Each paragraph should deal with only one topic. As with sentences, paragraphs should vary in length and never be too long. Any paragraph containing more than ten typewritten lines runs the risk of losing the reader’s attention. Every now and then a one-sentence paragraph can be used effectively for emphasis.
Be sure there’s some variety in the opening words of your sentences and paragraphs. Four consecutive sentences or paragraphs beginning with the word “I” will likely be seen as indications of both pomposity and laziness.
Get to your point right away. Unless you’re writing a mystery novel, saving the main idea until the end of your communication will simply lose your readers.
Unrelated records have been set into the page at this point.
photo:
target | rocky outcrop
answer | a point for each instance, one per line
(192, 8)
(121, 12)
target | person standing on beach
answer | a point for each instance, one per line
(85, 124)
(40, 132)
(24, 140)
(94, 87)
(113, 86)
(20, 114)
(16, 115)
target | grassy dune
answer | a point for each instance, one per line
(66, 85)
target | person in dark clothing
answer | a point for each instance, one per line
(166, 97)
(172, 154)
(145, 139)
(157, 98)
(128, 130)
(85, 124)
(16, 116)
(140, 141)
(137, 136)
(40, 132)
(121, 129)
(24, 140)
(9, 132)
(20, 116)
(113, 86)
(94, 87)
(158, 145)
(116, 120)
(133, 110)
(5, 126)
No one is going to concentrate through four or five paragraphs before finding out what the communication is all about.
Be sure that anything that doesn’t relate directly to the main theme of your communication actually does add to the reader’s understanding in some way; otherwise leave it out. On the other hand, be sure you don’t omit points that would enhance your reader’s understanding of the main message.
When dealing with more than one topic ensure that each is developed fully with adequate examples, arguments, reasons and illustrations before moving on to the next. But don’t overload your communication with more evidence than your readers need to fully understand your points; one strong example is better than ten wishy-washy ones.
Don’t ramble; move in an orderly, logical, non-confusing way from your opening to your close.
You can never go wrong by using Kipling’s “six honest serving men:” who, what, where, why, how and when? Then take it one step further by answering the skeptical reader’s “so what?”
Don’t use jargon and buzzwords unless you’re certain that your readers fully understand their meanings. However, jargon and buzz words come into being because they serve as a convenient form of shorthand for cumbersome titles, phrases etc. If there’s a good reason to use jargon or buzzwords, by all means do so; but if there’s even a remote possibility that your reader won’t know what you’re talking about you must define each term when you first use it.
Any important document or communication needs to be edited. Even a short, simple communication needs to be re-read before being sent. If it’s a long document, it’s best to set it aside for an hour or two before editing. If it’s not possible to set it aside for that long, at least leave it long enough for you to leisurely fetch a coffee, or make a couple of calls, before starting to edit. When editing long documents you have to be especially critical of your opening and your closing, the opening because at that point you probably hadn’t warmed up, and the closing because by then you may have become tired and less vigilant. Anything you write while tired, angry or bored needs to be brutally edited. It’s always a mistake to send off a communication written in anger without setting it aside until you cool off.
Double-check all names, numbers and quotations.
Finally, when you think you’re finished, read it one more time.